// Copyright © Advanced Micro Devices, Inc., or its affiliates.
// SPDX-License-Identifier:  MIT
#pragma once

#include "Node.hpp"
#include <hipdnn_data_sdk/data_objects/graph_generated.h>
#include <hipdnn_data_sdk/utilities/ShapeUtilities.hpp>
#include <hipdnn_frontend/Error.hpp>
#include <hipdnn_frontend/Utilities.hpp>
#include <hipdnn_frontend/attributes/BatchnormAttributes.hpp>
#include <hipdnn_frontend/attributes/GraphAttributes.hpp>

namespace hipdnn_frontend::graph
{
class BatchnormNode : public BaseNode<BatchnormNode>
{
public:
    BatchnormAttributes attributes;

    BatchnormNode(BatchnormAttributes&& batchnormAttrs, const GraphAttributes& graphAttrs)
        : BaseNode(graphAttrs)
        , attributes(std::move(batchnormAttrs))
    {
    }

    Error pre_validate_node() const override
    {
        // ====================================================================
        // BATCH NORMALIZATION FORWARD TRAINING VALIDATION
        // (Spatial Mode: per-channel statistics over N×H×W for 4D, N×D×H×W for 5D)
        // ====================================================================
        // Algorithm Overview:
        // For each channel c, BN computes batch statistics over (N,H,W):
        //   mean_c = (1/m) * Σ_{n,h,w} x[n,c,h,w]  where m = N*H*W
        //   var_c  = (1/m) * Σ_{n,h,w} (x[n,c,h,w] - mean_c)²
        //
        // Normalizes: xhat[n,c,h,w] = (x[n,c,h,w] - mean_c) / sqrt(var_c + ε)
        // Transforms: y[n,c,h,w] = scale_c * xhat[n,c,h,w] + bias_c
        //
        // Optionally outputs mean_c and invStd_c to device buffers
        // (consumed by backward pass for gradient computation)
        //
        // Updates running stats: runMean_c = (1-momentum)*runMean_c + momentum*mean_c
        //                       runVar_c  = (1-momentum)*runVar_c  + momentum*var_c
        // ====================================================================

        // SECTION 1: Validate Required Tensor Pointers
        HIPDNN_RETURN_IF_FALSE(attributes.get_x(),
                               ErrorCode::ATTRIBUTE_NOT_SET,
                               "BatchnormNode missing x for pre-validation");

        HIPDNN_RETURN_IF_FALSE(attributes.get_scale(),
                               ErrorCode::ATTRIBUTE_NOT_SET,
                               "BatchnormNode missing scale for pre-validation");

        HIPDNN_RETURN_IF_FALSE(attributes.get_bias(),
                               ErrorCode::ATTRIBUTE_NOT_SET,
                               "BatchnormNode missing bias for pre-validation");

        HIPDNN_RETURN_IF_FALSE(attributes.get_y(),
                               ErrorCode::ATTRIBUTE_NOT_SET,
                               "BatchnormNode missing y for pre-validation");

        HIPDNN_RETURN_IF_FALSE(attributes.get_epsilon(),
                               ErrorCode::ATTRIBUTE_NOT_SET,
                               "BatchnormNode missing epsilon for pre-validation");

        // Get tensor references
        auto x = attributes.get_x();
        auto y = attributes.get_y();
        auto scale = attributes.get_scale();
        auto bias = attributes.get_bias();
        auto epsilon = attributes.get_epsilon();

        // SECTION 2: Validate Required Parameter Dimensions
        // Why: All required parameters (x, scale, bias, epsilon) must have dimensions
        // set by user.

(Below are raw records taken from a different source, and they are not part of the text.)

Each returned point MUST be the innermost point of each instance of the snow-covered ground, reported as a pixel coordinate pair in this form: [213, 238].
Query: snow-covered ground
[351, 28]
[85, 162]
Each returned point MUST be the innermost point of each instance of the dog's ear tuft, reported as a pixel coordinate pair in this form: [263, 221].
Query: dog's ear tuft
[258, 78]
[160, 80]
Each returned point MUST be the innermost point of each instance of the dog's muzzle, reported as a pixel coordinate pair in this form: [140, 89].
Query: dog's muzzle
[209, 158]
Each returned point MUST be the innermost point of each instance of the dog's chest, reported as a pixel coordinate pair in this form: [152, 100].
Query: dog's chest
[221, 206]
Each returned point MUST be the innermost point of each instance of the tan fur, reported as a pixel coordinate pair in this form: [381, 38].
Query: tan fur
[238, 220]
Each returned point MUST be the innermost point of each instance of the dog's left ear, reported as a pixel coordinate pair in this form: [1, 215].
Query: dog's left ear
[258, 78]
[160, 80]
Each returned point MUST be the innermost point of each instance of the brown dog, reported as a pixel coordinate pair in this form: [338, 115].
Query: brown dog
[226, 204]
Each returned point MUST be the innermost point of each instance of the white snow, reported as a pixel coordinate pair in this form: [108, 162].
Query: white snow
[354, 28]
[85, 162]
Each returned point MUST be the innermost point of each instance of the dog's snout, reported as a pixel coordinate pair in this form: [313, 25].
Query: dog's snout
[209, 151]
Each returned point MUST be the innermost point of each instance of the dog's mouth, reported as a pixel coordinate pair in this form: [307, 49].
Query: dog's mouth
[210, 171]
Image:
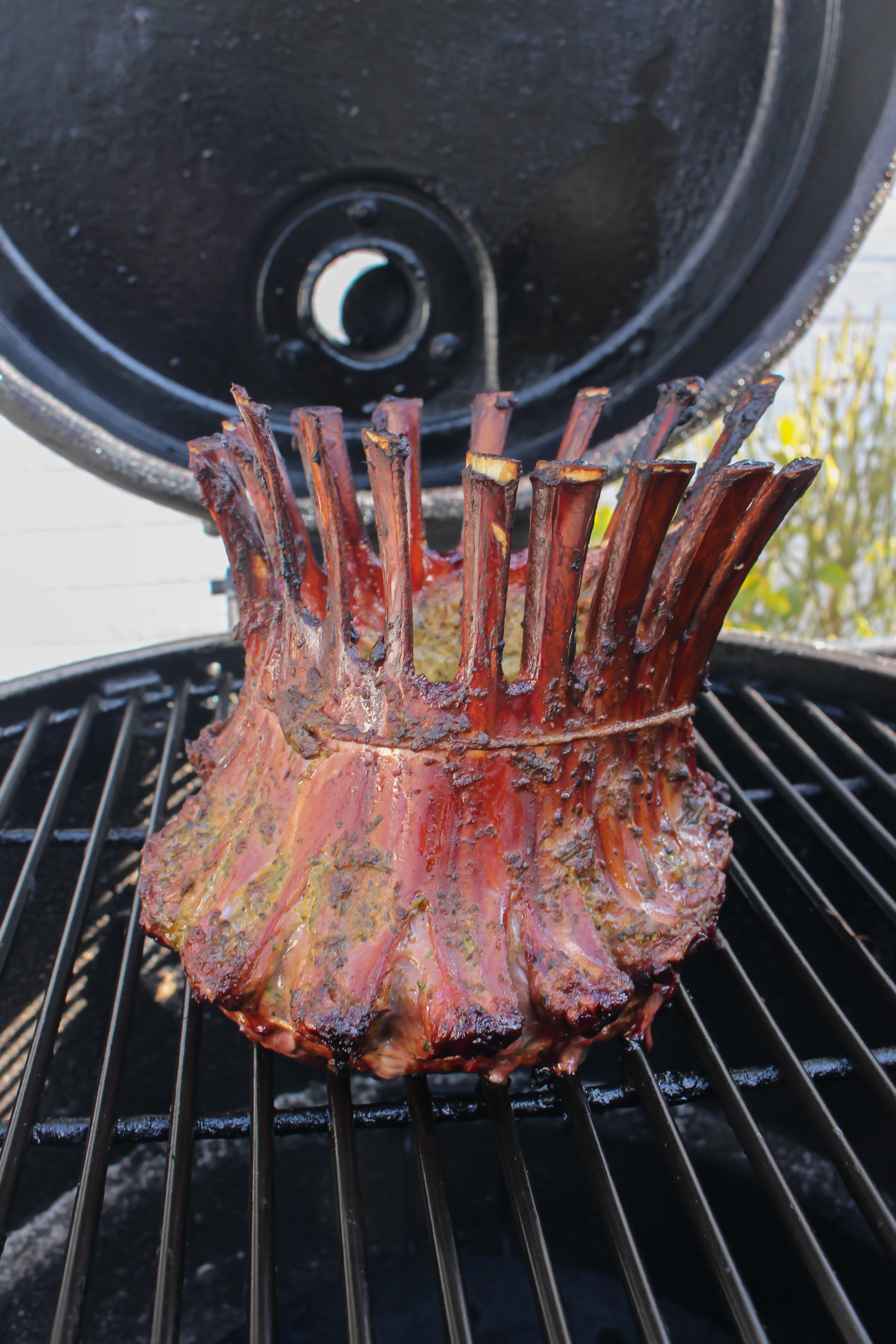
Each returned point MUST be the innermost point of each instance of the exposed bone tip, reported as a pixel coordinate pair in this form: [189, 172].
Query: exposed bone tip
[496, 468]
[393, 445]
[801, 466]
[578, 471]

Validate them upfront before proceeding with shape checks.
        HIPDNN_CHECK_ERROR(validateMinimumTensorDimensions(x, 2, "Input tensor (x)"));
        HIPDNN_CHECK_ERROR(validateMinimumTensorDimensions(scale, 2, "Scale tensor"));
        HIPDNN_CHECK_ERROR(validateMinimumTensorDimensions(bias, 2, "Bias tensor"));

        // Epsilon (ε) provides numerical stability: xhat = (x - mean) / sqrt(var + ε)
        // Without ε, division by zero occurs when var ≈ 0. Must be a scalar.
        HIPDNN_CHECK_ERROR(validateScalarParameter(epsilon, "Epsilon"));

        // SECTION 3: Validate Output Tensor Shape Consistency
        // Why: BN preserves tensor shape - it only transforms values, not dimensions.
        // Output y[n,c,h,w] has same shape as input x[n,c,h,w].
        HIPDNN_CHECK_ERROR(
            validateTensorShapesMatchIfSet(x, y, "Input tensor (x)", "Output tensor (y)"));

        // SECTION 4: Validate Channel Dimensions and Parameter Tensor Shapes
        // Why: All BN parameters (scale, bias, mean, variance) are per-channel with
        // shape [1, C, 1, 1, ...]. This is because:
        // - Each channel c has its own statistics: mean_c, var_c
        // - Each channel c has its own learnable parameters: scale_c, bias_c
        //   - scale_c controls feature importance/gain after normalization
        //   - bias_c controls activation threshold (e.g., for ReLU: active when scale_c*xhat + bias_c > 0)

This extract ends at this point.